The gnat-strings had been too insignificant to rouse him before, but at this one his eyebrows contracted, and he rose.

"Silence! Never venture to make such a speech as that to me again. In insulting Beatrice you insult me. Unless you can mention her in terms of proper respect and reverence, never presume to speak her name to me again. Her enemies are my enemies, and, whoever they may be, I will treat them as such."

Helena was sorely frightened; if she held anybody in veneration it was Earlscourt, and she would never have ventured so far with him but for the causeless hate she had taken to Beatrice, simply because Lady Clive had decided long ago that her brother was too voué to public life ever to marry, and that her son would succeed to his title. She was sorely frightened, but she comforted herself—the little thorn she had thrust in might rankle after a while; as pleasant a consolation under failure as any lady could desire.

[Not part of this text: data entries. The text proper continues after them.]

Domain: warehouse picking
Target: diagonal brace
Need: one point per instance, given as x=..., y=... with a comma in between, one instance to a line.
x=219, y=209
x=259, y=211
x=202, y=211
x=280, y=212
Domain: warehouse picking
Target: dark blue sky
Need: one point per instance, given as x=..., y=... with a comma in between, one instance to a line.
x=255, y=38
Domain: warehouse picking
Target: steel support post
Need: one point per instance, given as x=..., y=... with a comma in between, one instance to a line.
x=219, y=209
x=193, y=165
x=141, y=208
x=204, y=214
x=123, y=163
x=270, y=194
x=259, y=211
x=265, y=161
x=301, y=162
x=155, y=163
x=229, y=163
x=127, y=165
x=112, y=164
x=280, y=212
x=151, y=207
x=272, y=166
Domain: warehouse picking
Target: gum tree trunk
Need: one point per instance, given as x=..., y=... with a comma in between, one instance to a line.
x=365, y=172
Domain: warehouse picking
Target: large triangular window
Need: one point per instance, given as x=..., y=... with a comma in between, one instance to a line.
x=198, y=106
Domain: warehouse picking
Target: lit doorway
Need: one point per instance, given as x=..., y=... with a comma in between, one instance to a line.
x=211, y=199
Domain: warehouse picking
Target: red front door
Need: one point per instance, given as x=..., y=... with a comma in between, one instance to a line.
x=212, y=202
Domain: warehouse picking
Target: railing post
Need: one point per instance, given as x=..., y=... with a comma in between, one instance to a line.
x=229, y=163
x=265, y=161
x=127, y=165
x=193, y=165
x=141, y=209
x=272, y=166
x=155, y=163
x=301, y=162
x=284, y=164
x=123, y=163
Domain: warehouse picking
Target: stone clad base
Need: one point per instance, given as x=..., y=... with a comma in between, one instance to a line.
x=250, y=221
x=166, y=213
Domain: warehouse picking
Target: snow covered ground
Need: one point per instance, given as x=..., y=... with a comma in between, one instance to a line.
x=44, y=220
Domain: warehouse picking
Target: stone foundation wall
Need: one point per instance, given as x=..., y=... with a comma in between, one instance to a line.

Beatrice was coming along the corridor as Earlscourt left Helena's rooms, which were in the same hotel as Lady Mechlin's. She was stopping to look out of one of the windows at the sunset; she did not see him at first, and he watched her unobserved, and smiled at the idea of associating anything deceitful with her—smiled still more at the idea when she came up to him, with her frank, bright, regard, lifting her face for a caress, and patting both her hands through his arm. Accustomed to chill and reserved women in his own family, her abandon had a great charm for him; but perhaps it led him into his error in holding her still as half a child.

"You have been seeing my enemy?" she said, laughingly. "Your sister does not like me, does she?"

"Not like you! Why should you think so? She may not like my marrying, perhaps, because she had decided for me that I should never do so; and no woman can bear any prophecies she makes to prove wrong."

"Very possibly that may be one reason; but she does not think me good enough for you."

Her tips curved disdainfully, and Earlscourt caught a glimpse of her in her fiery mood. He laughed at her where, with her, he had better have admitted the truth. Beatrice had too much pride to be wounded by it, and far too much good sense to measure herself by money and station.

"Nonsense, Beatrice; I should have thought you too proud to suppose such a thing," he said, carelessly.

"It is the truth, nevertheless."

"More foolish she, then; but if you and I do not, what can it signify?"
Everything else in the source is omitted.